Dr. Scherer is an applied marine ecologist by training and the health of the marine environment and the human relationship with it is close to her heart and central to her work. A particular research interest Cordula pursued during her PhD studies and the first years of her research career was the structure and functioning of phytoplankton communities. The single-celled microscopic algae provide the foundation of the marine food supply for all other marine creatures. To this extend Cordula reconstructed plankton variability through time to investigate how this influenced historical fisheries for the ERC advanced grant NorFish project. For this task Dr Scherer joined the Trinity Centre for Environmental Humanities (TCEH) in Trinity College Dublin in May 2017 as a post-doctoral researcher.

Cordula always enjoyed working in a transdisciplinary environment, whether it was on research vessels with the crew or with policy makers on developing health indicators to assess the marine ecosystem. But the arts and humanities and the historical dimension that she experiences in the TCEH on a daily basis finally allow her to intertwin the humanities and natural sciences the way she always thought was necessary to make sense of the bigger picture.
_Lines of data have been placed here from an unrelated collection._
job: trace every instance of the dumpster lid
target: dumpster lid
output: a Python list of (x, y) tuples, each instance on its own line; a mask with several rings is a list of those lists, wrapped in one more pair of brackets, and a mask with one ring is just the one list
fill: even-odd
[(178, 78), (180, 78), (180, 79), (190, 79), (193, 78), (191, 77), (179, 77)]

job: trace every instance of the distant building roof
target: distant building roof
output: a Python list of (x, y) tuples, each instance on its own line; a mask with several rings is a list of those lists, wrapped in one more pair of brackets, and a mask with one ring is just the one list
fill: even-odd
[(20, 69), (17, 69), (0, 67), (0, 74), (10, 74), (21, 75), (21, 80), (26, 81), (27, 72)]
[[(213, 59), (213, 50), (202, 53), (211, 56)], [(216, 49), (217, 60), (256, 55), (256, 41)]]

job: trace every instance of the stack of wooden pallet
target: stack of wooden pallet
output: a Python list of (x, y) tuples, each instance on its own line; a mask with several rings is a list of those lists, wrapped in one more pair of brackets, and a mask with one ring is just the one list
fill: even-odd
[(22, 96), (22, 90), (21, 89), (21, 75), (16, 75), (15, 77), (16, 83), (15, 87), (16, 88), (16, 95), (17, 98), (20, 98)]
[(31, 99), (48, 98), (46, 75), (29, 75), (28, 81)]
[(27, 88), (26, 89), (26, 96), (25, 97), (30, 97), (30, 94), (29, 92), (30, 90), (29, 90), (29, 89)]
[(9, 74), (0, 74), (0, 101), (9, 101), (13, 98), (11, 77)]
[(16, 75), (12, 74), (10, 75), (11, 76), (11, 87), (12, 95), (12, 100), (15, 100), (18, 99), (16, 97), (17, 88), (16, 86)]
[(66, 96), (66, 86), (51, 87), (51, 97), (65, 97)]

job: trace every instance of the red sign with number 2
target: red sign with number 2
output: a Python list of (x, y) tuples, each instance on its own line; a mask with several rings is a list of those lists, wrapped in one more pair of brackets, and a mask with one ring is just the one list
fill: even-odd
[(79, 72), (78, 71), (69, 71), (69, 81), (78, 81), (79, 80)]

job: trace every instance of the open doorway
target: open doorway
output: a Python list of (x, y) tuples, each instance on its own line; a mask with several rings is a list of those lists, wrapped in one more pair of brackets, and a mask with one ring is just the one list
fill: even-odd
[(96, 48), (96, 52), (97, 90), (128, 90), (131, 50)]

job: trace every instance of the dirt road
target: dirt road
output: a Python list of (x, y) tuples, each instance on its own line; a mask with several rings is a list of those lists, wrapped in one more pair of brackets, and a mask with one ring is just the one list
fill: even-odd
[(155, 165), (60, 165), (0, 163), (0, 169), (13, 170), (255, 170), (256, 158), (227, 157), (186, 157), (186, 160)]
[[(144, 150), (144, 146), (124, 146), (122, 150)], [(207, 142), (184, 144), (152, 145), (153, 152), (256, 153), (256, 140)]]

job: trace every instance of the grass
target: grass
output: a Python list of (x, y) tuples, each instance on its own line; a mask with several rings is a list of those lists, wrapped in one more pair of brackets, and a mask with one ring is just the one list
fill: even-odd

Leading the Food Smart Dublin research project gave Cordula the chance to apply a trans-sectoral approach between academia, industry and the public to co-create knowledge flow with the aim to encourage a behavioural consumer shift amongst Dublin’s society from eating high trophic level fish such as tuna and salmon to lower trophic and more sustainable local seafood. Cordula’s research within this project involved unearthing historical recipes from archives and reconnecting Dublin’s society with their tangible and intangible coastal cultural heritage via interactive cooking workshops and sea shore foraging trips. The flagship of this project is a book on Irish seafood that Cordula and her co-worker wrote. It contains 12 of the most historical, traditional and sustainable recipes of local seafood accompanied by historical and ecological narratives of each species starring the recipe. This work demonstrates the essential and most needed coalescence of humanities and natural sciences.